SINFUL WOMAN is regarded as one of James M. Cain’s lesser novels, but let’s face it, when you’re the author of THE POSTMAN ALWAYS RINGS TWICE and DOUBLE INDEMNITY, most of your other novels are going to be regarded as lesser. SINFUL WOMAN may not be anywhere near the level of those two novels, but it’s still a pretty entertaining yarn.


Set in Reno, Nevada, the story concerns beautiful actress Sylvia Shoreham, who’s there to get a divorce from her husband, a formerly penniless European baron turned movie producer. Sylvia meets the local sheriff, Parker Lucas, and they fall for each other immediately, but things are complicated by the arrival in town of the baron, his somewhat shady partner in the movie studio that has Sylvia under contract, and some colorful hangers-on. Throw in a casino owner, Sylvia’s troublesome sister, some insurance guys (Cain must have loved the insurance business, as often as it turns up in his books), and it shouldn’t come as a surprise that somebody winds up dead and Sheriff Lucas has a mess on his hands trying to untangle everything and save Sylvia from a murder charge . . . that is, unless she’s really guilty.

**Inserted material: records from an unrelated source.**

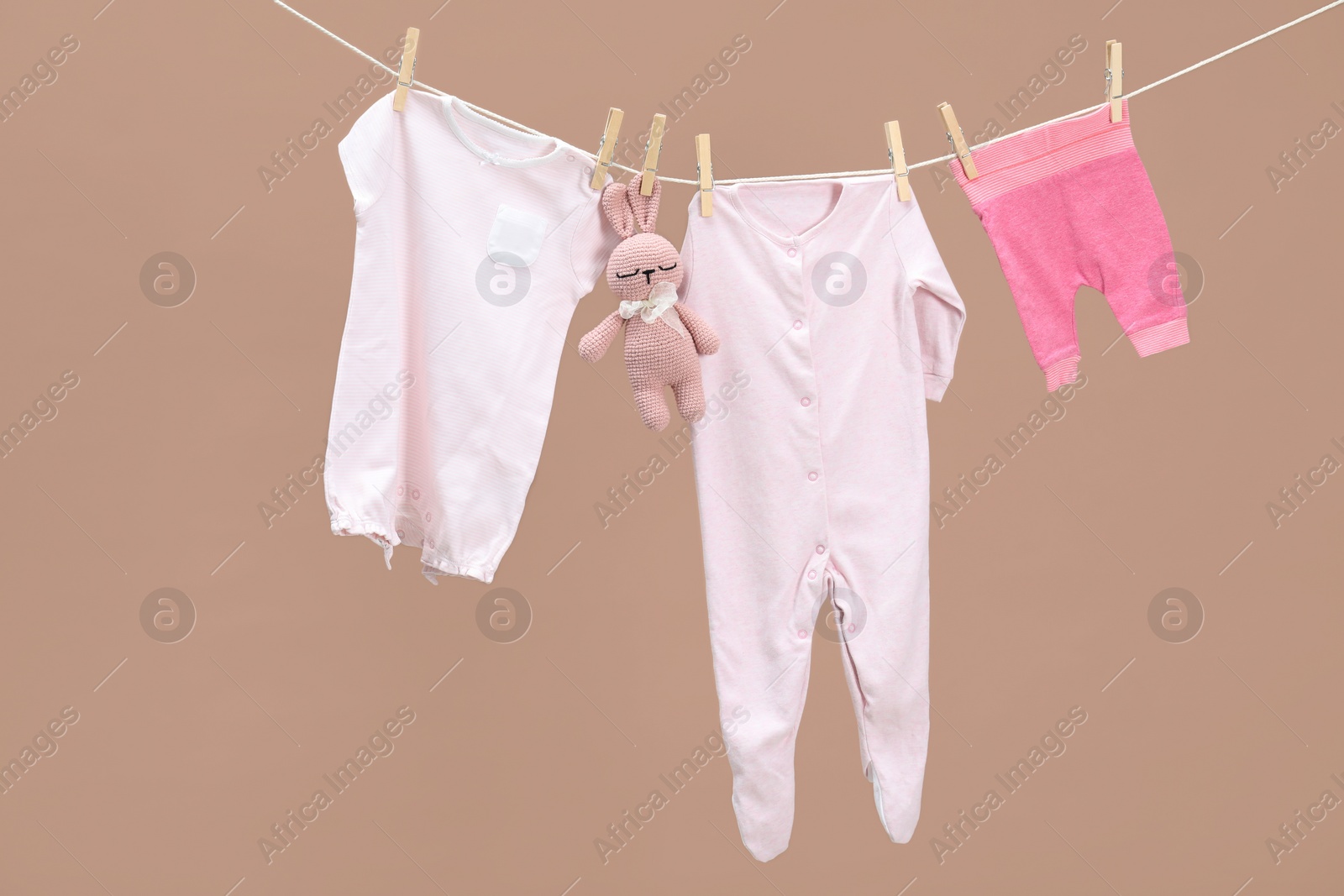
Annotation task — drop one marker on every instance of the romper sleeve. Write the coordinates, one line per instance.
(937, 307)
(367, 154)
(591, 242)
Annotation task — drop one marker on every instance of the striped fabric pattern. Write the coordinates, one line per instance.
(1039, 154)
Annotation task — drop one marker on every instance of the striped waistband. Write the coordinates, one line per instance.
(1035, 155)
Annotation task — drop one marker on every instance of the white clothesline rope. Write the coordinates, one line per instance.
(832, 174)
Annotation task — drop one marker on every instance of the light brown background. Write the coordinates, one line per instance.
(152, 472)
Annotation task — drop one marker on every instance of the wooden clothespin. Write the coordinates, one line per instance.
(897, 152)
(958, 140)
(651, 155)
(407, 76)
(1115, 76)
(608, 147)
(705, 174)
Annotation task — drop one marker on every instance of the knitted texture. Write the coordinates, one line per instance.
(658, 352)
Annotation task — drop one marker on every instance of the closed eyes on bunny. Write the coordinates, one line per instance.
(640, 270)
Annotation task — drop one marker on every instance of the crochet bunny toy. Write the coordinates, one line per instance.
(662, 336)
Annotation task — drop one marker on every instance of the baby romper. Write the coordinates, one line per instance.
(474, 244)
(837, 322)
(1070, 204)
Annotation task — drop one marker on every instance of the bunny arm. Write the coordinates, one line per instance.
(706, 340)
(595, 344)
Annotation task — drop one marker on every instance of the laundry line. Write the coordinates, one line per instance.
(831, 174)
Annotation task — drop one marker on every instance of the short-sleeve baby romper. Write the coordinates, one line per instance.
(474, 244)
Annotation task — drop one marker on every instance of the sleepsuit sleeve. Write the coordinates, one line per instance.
(367, 154)
(940, 313)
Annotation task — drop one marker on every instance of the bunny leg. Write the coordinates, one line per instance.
(654, 409)
(690, 398)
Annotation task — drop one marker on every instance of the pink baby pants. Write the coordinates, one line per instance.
(1068, 206)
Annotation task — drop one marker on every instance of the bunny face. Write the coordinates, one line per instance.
(640, 262)
(642, 259)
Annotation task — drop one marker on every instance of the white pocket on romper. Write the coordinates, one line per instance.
(517, 237)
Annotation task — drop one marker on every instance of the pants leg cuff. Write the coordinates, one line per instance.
(1062, 371)
(1160, 338)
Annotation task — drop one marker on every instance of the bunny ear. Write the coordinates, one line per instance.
(645, 208)
(618, 210)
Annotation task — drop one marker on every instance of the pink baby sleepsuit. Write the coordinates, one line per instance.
(835, 309)
(1068, 206)
(474, 244)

This is one of those books where a lot happens in a span of about twelve hours, and the plot gets pretty complicated. I think it all makes sense in the end, but I’m not sure. My only real complaint is that Cain goes overboard on the dialect in places. But I like the characters, especially the sheriff, and the book is pretty funny in places. The back cover copy on the edition I read refers to it as “a zany soap opera”, and that’s a good description. It’s definitely in the screwball vein.

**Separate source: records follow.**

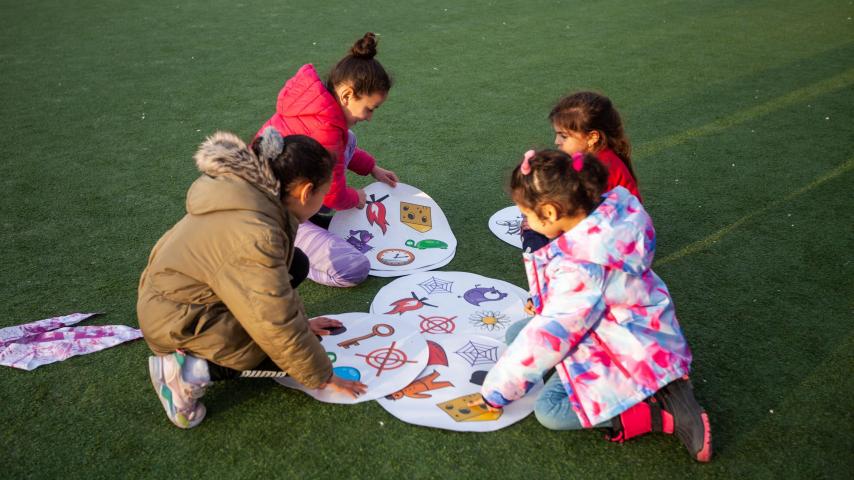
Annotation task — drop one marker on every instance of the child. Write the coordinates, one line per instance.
(603, 318)
(354, 89)
(587, 122)
(217, 298)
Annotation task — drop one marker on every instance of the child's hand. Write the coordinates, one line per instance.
(529, 308)
(386, 176)
(348, 387)
(362, 198)
(319, 325)
(482, 403)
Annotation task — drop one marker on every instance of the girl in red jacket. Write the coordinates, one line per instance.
(325, 111)
(587, 122)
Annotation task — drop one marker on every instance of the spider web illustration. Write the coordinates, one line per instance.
(436, 285)
(477, 354)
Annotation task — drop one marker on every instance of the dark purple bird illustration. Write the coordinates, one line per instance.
(478, 295)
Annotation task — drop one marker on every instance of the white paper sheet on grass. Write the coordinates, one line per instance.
(400, 230)
(383, 363)
(452, 303)
(506, 224)
(455, 369)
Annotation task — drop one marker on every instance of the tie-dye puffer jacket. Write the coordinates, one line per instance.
(605, 320)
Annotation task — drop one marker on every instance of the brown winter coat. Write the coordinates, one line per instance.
(217, 284)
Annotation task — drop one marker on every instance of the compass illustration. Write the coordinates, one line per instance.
(395, 257)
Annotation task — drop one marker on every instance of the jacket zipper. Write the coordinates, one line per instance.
(610, 354)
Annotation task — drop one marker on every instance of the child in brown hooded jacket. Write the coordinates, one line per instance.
(217, 299)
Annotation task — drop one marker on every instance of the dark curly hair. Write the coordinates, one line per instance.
(588, 111)
(553, 180)
(301, 158)
(360, 69)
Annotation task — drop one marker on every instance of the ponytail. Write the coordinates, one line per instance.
(360, 69)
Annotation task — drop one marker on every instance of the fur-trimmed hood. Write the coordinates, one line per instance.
(224, 152)
(235, 178)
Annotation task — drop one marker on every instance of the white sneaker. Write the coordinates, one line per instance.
(178, 396)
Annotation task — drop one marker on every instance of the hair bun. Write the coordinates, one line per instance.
(365, 47)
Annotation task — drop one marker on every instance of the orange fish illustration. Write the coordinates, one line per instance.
(417, 388)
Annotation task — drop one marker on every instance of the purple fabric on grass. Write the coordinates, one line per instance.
(34, 344)
(332, 261)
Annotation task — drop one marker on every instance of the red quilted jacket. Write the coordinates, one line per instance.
(305, 107)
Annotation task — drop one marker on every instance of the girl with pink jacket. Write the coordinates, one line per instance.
(325, 111)
(602, 318)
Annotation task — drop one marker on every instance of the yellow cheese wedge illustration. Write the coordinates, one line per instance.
(416, 216)
(459, 409)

If you’ve never read Cain’s work before, SINFUL WOMAN is not the book you should start with, since it’s not really that typical of his other books. But if you like the others, you’ll probably enjoy this one, too, despite its oddball nature. I thought it was fun.

7 comments:

George said...

You're right, SINFUL WOMAN is not top-shelf James M. Cain. But it still has some great writing on practically every page. Cain's work bear study.

Evan Lewis said...

I enjoyed this one, too. Since most of Cain's famous books are in first person, the breezy third-person of this was a striking change. Also unusual because it was a paperback (digest) original.

James Reasoner said...

"Breezy" is the perfect word to describe this book.

Julia Madeleine said...

Ahh, love James M. Cain. Although, this is one I've never read.

Frank Loose said...

I would add "quirky" to the description of this book. I thoroughly enjoyed it - as i have all of Cain's work - but my favorite Cain book not titled Double Indemnity, or Postman, is LOVE'S LOVELY COUNTERFEIT. Written in 1942, so an early Cain, it is a mob story whose main characters reminded me of the type folks that Peter Rabe would later write about.

George said...

I think HBO is broadcasting a new version of James M. Cain's MILDRED PIERCE.

Harp of Hyperion said...

Its been years since I read this book, so I'm a bit foggy on the plot details, but I recall enjoying in. If Jim Thompson ever wrote a screwball comedy, it would come out something like this.

I seem to recall that the difference in tone can be traced to the origin of the story: that Cain had originally written it as a screenplay for what he hoped would make a popular movie, in the current vein -- but that the studio rejected it. He re-wrote this screenplay into this novel.